WILLIAM C. DEMING.

William C. Deming

    William C. Deming came to Wyoming in March, 1901, from Warren, Ohio, to assume the editorship of the Wyoming Daily Tribune. From the time of his arrival, he took a broad view of state affairs and began to make the Tribune a state paper rather than a local institution.
    In November, 1902, the first general election after his arrival in Wyoming, he was elected a member of the seventh legislature and was an active member of that body. He was chairman of the committee on education and did a great deal toward revising and improving laws affecting public schools. His most important bill was that for a state depository law, which although defeated, became an issue in succeeding elections. Mr. Deming carried on an educational campaign and brought about the enactment of the law in 1907. Under the act all state, county and city funds draw interest.
    He was appointed by Governor De Forest Richards a member and secretary of the Wyoming commission to the Louisiana Purchase Exposition at St. Louis in 1904. He held the same position by the appointment of Governor B. B. Brooks at the Lewis and Clark Exposition at Portland in 1905.
    In 1906, in addition to his duties as editor of the Tribune, he began a propaganda for the settlement of the semi-arid lands in Wyoming by farmers and the cutting up of big ranches into farms. He spoke and wrote about it frequently. The movement has succeeded beyond the expectations of the most hopeful and removed the last lingering doubt of the skeptics. Due to the local committee of which he was chairman, which made experiments on land owned by himself and fellow members near the city, has grown up the department of farming and agriculture in Wyoming.

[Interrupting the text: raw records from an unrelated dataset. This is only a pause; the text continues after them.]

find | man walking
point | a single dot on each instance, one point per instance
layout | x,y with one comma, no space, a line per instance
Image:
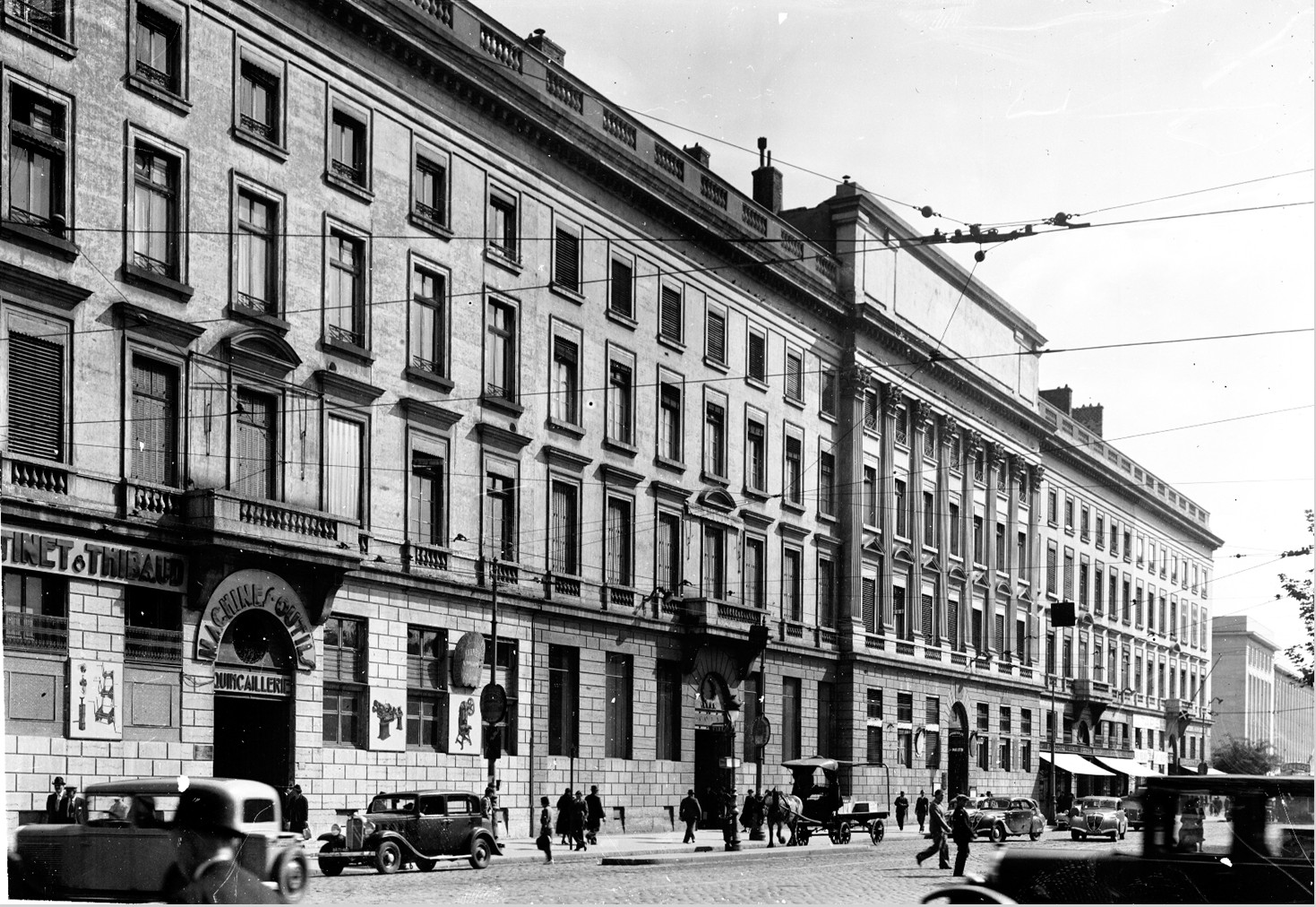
962,833
940,828
690,812
901,808
920,808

Mr. Deming is regarded as the "father of the dry farming" movement in this state. His faith, persistence and the years of publicity he gave it overcame both doubt and prejudice and made arid farming secure.
    In 1907 he was appointed receiver of public moneys in the United States land office at Cheyenne by President Theodore Roosevelt, was reappointed by President William H. Taft and served three months under President Woodrow Wilson. This brought him in close daily touch with the new farmer.
    After retiring from this office, he made an extensive trip abroad, returning to Cheyenne, where he resumed the editorship of the Wyoming Tribune and the Wyoming Stockman-Farmer, the latter a stock and farm paper with a large circulation in Wyoming and adjoining states.
    W. C. Deming was born at Mount Olivet, Kentucky, on December 6, 1869, his father being Osmer S. Deming, a native of New York and a prominent lawyer. His mother, Leona Rigg Deming, was a native of Kentucky.
    Mr. Deming combines in himself many of the characteristics of both sections. He is a descendant of John Deming, the "Settler'' who came to Wethersfield, Connecticut, about 1635. He is a graduate of Allegheny College, Meadville, Pennsylvania, having received the degrees of Bachelor of Arts and Master of Arts. He has been admitted to the bar both in the state of Kentucky and Wyoming and was editor of the Warren Daily Tribune at Warren, Ohio, several years before coming west. He is still the president of the company which owns and publishes that paper. He is a member of the American Bar Association and the National Arts Club of New York city.
    He organized the Deming Realty Company and the Tribune Building Company, which own and conduct valuable real estate holdings in the city of Cheyenne. He has been identified with every active movement looking toward the growth of Wyoming and its capital city for eighteen years. His greatest achievement, however, is that which resulted in the converting of Laramie county from a grazing, cattle and sheep pasture to the sections of beautiful farms.
    Through his personal influence and editorship, Wyoming has adopted much progressive legislation, notably a primary election law, workmen's compensation act, public utilities statute and an independent judiciary.
    Mr. Deming is a thirty-second degree Mason and a member of the Knights of Pythias and the Benevolent Protective Order of Elks.
    At Warren, Ohio, in June, 1907, he was united in marriage with Zell P. Hart.